說着,習慣性地想去摟他的脖子夾在腋下,手伸到一半,驀然醒起,訕訕地縮了回來:“嘿嘿,差點又忘了~”
“哼~”夏侯宇見她對自己果然生份了,悵然若失,怏怏地道:“你不必哄我~”
舒沫見他情緒低落,心有不忍,一時衝動,竟脫口道:“彆氣了,咱們沒辦法做架飛機,可以試試滑翔機……”
話落,立刻後悔,閉緊了嘴巴不說話。
“滑翔機,那是什麼?”果然,夏侯宇眼睛一亮:“也可以在天上飛嗎?”
“什麼滑翔機,沒聽過。”舒沫打着哈哈。
“你說了,可以試試滑翔機!”
“聽錯了,”舒沫道:“我說的是滑炒仔雞~”
夏侯宇是什麼人,怎會被她胡弄過去:“少來這套!逼急了,小爺全都告訴父王,他一定對你的這些物理,化學,機械等等,很感興趣……”
“”舒沫肺都要氣炸了。
“是你先把小爺當傻子!”夏侯宇氣定神閒。
舒沫一下子泄了氣:“滑翔機,老孃倒是玩得多,卻沒親手製過。”
“那正好,”夏侯宇雙手環胸:“小爺給你個機會,一試身手。”
“你~”舒沫瞪着他。
他得意洋洋地瞪回來:“跟小爺鬥,你還嫩着呢!”
舒沫氣到無力:“我不保證成功。”
“無所謂,小爺有的是時間和耐心。”夏侯宇躍躍欲試:“一次不成,二次,二次不成三次,多試幾次,總有成功的一天……”
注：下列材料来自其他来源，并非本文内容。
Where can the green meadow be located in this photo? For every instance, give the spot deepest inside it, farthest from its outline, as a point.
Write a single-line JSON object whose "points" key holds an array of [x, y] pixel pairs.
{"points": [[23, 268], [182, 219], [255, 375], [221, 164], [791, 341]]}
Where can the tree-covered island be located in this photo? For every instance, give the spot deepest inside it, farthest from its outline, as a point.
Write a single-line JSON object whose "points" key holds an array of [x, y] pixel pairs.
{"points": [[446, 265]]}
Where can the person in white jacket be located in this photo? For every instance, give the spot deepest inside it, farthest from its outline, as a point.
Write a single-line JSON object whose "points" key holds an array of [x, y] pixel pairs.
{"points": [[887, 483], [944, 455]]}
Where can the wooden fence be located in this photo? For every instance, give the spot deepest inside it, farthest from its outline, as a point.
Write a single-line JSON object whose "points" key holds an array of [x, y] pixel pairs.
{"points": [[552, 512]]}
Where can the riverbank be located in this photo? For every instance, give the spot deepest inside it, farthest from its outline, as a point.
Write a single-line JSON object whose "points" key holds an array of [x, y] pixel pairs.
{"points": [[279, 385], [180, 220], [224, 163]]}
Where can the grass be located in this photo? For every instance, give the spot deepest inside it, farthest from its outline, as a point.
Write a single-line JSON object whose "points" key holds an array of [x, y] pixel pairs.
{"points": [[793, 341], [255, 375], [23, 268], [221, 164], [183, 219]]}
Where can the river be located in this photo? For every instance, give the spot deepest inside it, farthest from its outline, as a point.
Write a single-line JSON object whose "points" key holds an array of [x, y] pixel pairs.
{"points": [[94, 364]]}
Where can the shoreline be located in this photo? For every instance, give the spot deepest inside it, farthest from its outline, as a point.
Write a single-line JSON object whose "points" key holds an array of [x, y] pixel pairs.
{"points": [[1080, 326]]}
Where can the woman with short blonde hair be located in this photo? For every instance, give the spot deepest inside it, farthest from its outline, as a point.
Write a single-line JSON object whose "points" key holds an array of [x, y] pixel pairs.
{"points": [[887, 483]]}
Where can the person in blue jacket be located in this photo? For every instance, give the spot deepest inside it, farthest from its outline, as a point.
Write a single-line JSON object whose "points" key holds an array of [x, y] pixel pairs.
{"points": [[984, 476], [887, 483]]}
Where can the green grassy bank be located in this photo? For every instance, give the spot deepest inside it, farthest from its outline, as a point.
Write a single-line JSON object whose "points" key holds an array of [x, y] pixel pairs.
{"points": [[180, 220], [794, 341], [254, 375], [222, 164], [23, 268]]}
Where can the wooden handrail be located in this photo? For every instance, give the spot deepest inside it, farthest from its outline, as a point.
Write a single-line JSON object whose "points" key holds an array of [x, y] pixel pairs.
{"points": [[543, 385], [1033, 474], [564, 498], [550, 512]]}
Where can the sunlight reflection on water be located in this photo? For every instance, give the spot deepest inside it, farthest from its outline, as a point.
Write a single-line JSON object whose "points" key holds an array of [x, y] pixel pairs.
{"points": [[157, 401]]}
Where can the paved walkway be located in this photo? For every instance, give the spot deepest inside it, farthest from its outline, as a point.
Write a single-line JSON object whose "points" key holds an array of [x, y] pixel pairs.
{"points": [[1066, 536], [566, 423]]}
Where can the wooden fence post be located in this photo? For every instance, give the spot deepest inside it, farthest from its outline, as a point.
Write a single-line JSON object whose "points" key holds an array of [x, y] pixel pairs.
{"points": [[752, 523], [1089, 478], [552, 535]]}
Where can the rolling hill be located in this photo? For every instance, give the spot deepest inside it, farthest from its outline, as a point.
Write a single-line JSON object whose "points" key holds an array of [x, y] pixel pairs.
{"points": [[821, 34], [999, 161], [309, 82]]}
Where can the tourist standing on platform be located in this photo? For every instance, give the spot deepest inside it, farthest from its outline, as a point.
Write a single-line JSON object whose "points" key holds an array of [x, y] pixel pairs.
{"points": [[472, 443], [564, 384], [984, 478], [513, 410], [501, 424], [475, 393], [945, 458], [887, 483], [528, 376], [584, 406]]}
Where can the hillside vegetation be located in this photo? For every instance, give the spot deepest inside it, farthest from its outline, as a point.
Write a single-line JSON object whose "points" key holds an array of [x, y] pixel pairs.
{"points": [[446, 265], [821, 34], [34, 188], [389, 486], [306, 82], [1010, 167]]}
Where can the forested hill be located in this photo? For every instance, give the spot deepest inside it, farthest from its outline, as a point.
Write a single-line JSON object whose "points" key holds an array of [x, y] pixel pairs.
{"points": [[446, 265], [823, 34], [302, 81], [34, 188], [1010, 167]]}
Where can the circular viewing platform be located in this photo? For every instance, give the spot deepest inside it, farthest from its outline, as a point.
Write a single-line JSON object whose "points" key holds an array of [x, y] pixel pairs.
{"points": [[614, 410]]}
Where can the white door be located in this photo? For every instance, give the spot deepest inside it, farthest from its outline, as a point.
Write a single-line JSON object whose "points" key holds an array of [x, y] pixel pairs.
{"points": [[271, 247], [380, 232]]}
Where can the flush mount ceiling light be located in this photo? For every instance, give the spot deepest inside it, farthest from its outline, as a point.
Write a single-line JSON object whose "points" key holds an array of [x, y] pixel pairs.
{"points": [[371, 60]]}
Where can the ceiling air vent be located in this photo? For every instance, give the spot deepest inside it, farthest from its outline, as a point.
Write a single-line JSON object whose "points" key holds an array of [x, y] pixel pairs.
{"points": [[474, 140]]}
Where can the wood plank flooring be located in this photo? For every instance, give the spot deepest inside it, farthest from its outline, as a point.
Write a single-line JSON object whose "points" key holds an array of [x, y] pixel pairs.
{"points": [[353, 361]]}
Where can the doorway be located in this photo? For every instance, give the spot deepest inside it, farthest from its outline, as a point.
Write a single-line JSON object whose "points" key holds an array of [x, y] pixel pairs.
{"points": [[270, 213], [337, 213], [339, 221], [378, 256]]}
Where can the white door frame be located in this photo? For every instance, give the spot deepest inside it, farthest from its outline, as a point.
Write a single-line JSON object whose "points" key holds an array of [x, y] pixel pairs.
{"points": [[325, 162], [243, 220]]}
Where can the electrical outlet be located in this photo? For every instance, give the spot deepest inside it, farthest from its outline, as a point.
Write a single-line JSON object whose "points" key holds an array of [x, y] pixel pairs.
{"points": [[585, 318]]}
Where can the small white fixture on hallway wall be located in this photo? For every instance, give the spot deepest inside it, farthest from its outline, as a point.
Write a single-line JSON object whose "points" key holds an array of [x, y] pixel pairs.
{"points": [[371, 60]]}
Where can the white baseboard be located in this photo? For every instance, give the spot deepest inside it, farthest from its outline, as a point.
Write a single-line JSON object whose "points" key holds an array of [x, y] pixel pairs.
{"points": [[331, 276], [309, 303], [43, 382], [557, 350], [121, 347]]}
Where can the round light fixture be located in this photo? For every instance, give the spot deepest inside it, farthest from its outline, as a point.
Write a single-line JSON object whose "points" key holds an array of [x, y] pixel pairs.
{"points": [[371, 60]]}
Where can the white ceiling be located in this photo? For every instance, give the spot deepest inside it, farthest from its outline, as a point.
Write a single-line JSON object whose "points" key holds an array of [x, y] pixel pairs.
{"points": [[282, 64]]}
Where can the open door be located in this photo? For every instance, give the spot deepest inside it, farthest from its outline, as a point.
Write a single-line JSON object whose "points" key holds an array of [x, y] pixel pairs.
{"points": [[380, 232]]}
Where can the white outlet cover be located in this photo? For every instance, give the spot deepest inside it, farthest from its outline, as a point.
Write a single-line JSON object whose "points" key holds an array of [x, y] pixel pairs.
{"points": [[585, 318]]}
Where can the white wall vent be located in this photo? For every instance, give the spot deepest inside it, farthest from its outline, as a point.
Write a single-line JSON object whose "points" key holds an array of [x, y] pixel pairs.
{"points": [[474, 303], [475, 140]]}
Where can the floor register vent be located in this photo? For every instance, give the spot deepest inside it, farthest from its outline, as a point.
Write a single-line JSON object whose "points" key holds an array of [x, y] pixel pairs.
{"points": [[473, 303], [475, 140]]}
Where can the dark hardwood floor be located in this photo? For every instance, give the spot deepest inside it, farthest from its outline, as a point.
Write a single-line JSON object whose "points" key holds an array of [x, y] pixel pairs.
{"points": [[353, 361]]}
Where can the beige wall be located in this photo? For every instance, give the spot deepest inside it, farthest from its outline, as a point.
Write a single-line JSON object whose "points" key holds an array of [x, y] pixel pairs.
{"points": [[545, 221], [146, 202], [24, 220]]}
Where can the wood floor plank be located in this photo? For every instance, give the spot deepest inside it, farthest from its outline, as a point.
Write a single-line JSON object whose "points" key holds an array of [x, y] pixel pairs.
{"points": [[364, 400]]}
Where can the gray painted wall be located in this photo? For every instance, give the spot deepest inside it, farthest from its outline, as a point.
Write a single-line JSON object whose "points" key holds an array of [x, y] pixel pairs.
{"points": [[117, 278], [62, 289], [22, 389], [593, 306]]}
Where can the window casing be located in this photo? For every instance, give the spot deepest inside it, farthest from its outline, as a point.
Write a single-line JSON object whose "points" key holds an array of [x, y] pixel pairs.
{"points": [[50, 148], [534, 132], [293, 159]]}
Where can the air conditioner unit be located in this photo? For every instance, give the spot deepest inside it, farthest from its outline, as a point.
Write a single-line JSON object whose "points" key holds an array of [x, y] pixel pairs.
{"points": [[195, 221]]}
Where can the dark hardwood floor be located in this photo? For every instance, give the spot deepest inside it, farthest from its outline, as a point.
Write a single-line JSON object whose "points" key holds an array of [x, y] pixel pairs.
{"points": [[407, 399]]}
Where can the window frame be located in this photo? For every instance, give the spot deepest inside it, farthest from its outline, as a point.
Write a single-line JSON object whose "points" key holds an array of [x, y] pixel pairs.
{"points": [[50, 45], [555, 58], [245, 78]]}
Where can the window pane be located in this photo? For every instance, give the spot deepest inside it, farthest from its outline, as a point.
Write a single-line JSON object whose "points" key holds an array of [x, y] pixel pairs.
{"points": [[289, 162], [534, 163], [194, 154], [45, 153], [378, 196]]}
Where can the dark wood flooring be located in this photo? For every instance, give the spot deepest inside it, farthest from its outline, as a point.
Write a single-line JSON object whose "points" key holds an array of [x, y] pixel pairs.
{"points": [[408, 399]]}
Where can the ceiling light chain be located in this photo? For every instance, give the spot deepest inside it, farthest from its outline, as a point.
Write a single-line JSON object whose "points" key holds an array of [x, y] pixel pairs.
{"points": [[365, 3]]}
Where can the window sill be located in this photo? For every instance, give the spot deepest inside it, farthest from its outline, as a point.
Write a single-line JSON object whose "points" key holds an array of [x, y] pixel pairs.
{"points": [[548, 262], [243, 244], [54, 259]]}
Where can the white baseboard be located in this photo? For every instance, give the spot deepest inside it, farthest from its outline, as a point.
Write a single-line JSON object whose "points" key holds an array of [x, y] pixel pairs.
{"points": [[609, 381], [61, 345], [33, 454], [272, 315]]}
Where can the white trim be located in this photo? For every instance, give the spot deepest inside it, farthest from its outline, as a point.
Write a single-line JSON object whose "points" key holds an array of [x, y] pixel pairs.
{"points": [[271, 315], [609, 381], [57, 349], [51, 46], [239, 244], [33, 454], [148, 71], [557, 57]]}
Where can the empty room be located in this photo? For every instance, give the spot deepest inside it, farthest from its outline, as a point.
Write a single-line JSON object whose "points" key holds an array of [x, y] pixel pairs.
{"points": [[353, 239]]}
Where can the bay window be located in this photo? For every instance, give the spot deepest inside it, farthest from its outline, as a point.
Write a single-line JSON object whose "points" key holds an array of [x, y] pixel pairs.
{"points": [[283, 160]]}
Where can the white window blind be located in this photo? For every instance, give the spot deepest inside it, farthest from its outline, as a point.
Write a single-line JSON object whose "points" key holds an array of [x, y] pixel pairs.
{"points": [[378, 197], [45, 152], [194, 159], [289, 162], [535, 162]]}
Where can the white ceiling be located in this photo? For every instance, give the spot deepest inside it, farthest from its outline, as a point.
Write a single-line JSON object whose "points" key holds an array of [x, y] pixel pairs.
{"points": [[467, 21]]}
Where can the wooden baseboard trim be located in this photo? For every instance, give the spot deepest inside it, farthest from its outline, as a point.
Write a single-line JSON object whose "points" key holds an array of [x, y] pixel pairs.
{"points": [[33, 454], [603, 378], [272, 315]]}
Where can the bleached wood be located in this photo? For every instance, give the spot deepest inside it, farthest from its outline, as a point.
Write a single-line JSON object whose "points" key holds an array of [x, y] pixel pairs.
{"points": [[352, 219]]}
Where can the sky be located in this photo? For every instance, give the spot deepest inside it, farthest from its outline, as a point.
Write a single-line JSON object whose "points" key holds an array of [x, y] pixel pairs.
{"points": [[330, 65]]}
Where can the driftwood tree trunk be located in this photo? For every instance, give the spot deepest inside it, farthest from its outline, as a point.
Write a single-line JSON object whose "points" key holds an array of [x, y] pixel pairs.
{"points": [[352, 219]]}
“做滑翔機可以,有一個條件~”舒沫眼珠一轉,心生一計。
夏侯宇大包大攬:“一百個,小爺也答應。”
“你得幫我弄清楚,靜萍姑姑的左肩上,有沒有一顆硃砂胎記?”舒沫笑米米地看着他。
“你問這個做什麼?”夏侯宇狐疑地瞄着她。
“原因你別管,”舒沫得意洋洋:“若做不到,乘早拉倒~”
“哼!”夏侯宇傲然道:“這有何難,包在我身上!”
“慈事體大,你可不許胡亂編個謊哄我。”
“我幾時騙過你?”夏侯宇極爲不悅。
舒沫想想,也不吃虧,無奈點頭:“成交!”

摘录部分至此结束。